Aquagym

Elle s’était coulée ce soir-là dans le bassin où s’agitaient de molles contre-vagues.

Des projecteurs incrustés aux parois allumaient des étincelles au gré de la surface mouvante.

Elle était portée par les remous des femmes, lancées dans les éclaboussures du soir comme pour dilapider, en brefs de vigueur qui leur restait.

Soulagée de se savoir inconnue dans la tiédeur de l’eau, corps perdu dans la piscine surmontée d’un large tuyau rouge formant un antre chaud.

Sorte de boyau vivant, sous lequel elle se roulait en boule, sans oublier de rentrer le ventre pour qu’il devienne costaud, avant de faire la planche.

Guidés par la monitrice qui scandait le rythme méthodiquement, les corps obéissaient aux pliés, galvanisés par une sono qui laissait l’esprit libre de ricocher sur l’arrondi des vagues.

Ses jambes rendues diaphanes fouettaient sans relâche le courant.

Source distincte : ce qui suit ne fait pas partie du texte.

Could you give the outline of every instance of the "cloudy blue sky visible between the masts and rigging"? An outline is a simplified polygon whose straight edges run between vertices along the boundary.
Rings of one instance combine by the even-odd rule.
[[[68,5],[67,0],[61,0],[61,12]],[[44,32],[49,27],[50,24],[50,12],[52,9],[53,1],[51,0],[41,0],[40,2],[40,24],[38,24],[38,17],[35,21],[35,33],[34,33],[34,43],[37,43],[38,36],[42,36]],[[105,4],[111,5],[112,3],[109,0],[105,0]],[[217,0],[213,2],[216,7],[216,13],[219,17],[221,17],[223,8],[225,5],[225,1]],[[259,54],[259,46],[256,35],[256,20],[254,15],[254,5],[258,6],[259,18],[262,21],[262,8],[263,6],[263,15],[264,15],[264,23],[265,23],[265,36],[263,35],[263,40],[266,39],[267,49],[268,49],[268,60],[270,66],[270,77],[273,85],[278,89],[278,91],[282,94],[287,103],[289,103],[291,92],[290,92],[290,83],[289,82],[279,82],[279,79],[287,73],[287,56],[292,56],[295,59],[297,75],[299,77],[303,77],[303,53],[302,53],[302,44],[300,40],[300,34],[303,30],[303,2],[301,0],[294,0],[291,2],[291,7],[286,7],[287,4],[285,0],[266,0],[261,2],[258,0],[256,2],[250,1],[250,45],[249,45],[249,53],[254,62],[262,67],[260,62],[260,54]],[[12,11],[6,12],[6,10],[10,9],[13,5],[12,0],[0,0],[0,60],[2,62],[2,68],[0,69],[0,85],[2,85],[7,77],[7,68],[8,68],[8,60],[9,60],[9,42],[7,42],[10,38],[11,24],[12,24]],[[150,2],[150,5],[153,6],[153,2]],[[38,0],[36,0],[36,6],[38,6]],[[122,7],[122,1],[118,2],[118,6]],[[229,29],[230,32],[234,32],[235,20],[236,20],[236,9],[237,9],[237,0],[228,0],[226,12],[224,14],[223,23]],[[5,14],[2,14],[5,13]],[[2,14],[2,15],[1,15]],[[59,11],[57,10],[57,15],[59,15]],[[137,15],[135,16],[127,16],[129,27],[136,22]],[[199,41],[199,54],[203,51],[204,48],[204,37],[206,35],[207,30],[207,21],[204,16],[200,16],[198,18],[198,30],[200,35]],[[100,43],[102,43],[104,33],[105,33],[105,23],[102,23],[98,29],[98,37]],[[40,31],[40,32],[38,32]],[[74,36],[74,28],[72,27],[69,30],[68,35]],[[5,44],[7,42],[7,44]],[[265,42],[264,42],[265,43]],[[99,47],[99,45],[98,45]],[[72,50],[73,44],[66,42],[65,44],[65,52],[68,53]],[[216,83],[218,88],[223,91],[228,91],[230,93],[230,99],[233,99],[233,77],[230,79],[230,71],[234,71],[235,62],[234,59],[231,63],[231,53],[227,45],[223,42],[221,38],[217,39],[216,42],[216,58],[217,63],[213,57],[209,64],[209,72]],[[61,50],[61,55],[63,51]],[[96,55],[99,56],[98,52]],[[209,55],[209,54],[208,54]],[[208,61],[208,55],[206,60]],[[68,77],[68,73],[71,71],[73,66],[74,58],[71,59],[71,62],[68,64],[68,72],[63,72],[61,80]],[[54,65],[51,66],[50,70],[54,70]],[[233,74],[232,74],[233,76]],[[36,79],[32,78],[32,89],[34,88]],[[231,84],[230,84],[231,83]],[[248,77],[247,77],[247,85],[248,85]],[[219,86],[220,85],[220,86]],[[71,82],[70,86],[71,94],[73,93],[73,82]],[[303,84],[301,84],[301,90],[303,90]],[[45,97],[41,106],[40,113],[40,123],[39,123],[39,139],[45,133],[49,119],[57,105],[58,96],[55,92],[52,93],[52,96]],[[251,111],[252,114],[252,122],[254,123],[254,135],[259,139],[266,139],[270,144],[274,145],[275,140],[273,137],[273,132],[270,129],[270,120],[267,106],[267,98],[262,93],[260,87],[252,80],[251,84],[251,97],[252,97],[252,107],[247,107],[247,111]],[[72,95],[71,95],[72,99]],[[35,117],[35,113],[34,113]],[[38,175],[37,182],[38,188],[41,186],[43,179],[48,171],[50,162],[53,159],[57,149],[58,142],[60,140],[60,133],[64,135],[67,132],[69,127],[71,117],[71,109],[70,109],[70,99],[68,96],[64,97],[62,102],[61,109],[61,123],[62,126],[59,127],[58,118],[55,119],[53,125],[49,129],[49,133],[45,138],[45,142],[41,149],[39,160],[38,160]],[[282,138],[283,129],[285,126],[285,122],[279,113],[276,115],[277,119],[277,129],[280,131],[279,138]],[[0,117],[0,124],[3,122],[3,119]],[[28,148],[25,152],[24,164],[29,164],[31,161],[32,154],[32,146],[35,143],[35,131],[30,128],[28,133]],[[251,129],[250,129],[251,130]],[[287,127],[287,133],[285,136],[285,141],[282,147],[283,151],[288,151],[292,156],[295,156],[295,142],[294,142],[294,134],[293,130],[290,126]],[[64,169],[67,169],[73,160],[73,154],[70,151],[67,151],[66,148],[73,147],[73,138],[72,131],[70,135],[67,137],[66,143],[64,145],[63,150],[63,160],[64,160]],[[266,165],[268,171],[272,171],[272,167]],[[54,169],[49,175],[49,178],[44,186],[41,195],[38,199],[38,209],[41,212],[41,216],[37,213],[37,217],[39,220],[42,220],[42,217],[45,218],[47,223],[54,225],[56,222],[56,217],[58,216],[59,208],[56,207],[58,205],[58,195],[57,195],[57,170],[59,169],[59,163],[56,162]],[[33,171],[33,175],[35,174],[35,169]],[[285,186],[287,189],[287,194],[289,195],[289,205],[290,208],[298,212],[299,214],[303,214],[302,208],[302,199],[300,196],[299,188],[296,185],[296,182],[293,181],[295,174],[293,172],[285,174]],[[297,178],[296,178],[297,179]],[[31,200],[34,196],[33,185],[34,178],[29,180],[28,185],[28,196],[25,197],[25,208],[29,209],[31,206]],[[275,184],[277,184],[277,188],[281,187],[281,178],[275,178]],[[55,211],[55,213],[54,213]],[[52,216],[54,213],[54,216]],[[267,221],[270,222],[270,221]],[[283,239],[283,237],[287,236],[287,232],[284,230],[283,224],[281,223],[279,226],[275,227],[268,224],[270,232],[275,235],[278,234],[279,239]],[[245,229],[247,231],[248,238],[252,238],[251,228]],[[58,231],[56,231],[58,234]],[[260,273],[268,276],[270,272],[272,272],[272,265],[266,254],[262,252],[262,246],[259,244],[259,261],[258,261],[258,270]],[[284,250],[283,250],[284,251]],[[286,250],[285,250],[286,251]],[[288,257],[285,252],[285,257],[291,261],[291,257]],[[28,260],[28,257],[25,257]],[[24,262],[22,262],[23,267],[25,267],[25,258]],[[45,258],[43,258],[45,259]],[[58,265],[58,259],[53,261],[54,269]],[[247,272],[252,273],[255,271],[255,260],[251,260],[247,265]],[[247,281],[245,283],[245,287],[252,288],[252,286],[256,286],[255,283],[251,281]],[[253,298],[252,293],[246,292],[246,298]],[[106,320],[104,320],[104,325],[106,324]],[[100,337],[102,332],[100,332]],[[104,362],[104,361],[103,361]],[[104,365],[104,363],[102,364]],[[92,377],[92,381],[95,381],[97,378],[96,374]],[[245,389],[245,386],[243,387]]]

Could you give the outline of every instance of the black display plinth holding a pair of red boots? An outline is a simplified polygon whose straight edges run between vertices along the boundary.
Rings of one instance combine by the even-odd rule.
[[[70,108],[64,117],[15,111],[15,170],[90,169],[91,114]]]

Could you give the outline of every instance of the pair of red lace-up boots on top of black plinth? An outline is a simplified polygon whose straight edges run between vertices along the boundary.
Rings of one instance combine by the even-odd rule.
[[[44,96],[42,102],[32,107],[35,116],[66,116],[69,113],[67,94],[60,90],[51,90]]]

Ou bien elle enfonçait ses plantes de pied en piston, créant des galeries d’eau soyeuse qui moulait ses cuisses et caressait sa peau.  

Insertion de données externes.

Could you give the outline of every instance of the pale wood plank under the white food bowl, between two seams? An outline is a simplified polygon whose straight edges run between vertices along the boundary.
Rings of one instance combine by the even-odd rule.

Et elle flottait ainsi par le simple effet des ponctions en cadence.  

Puis elle repartait sur un allongement des jambes qu’on leur enjoignait maintenant de croiser en ciseaux.  

Elle veillait toujours à ce que d’autres nageuses se trouvent dans l’axe du projecteur : elle ramassait ainsi, dans le sillage de ses compagnes, les copeaux de turquoise qui se détachaient aux oscillations de leurs corps.  

La récompense finale après l’entraînement était le jacuzzi en solo, dans une alcôve surplombant la rivière (elle ne connaissait pas de concept plus stimulant que cette piscine en équilibre au bord de l’eau). 

Les pensées amollies – et un peu en tournis – par les bouillons chauffants, elle y suivait le modelage des nuages : ils se démantelaient sans cesse et se reconfiguraient sous la brise du soir, sculptés à l’argile rouge par le soleil couchant.

En hiver, la lune traversait la salle et lui donnait l’illusion exaltante d’être égarée en pleins bois.  

Elle restait là aussi longtemps qu’elle le pouvait, taraudée par l’heure et les tâches qui l’appelaient, mais les muscles étrangement sourds à ses engagements, allégés par les bulles frémissantes qui la massaient. 

Parfois quand personne ne regardait, elle offrait son arrière-train au jet qui la cinglait, apaisant ce qui restait noué au siège des émotions. 

Elle en ressortait lessivée, régénérée de tous ses mauvais anges, le front adouci des problèmes en attente et plus indulgente pour ces voix qui babillaient leurs affaires conjugales comme si la tolérance ne venait qu’aux esprits délivrés des tyrannies du temps.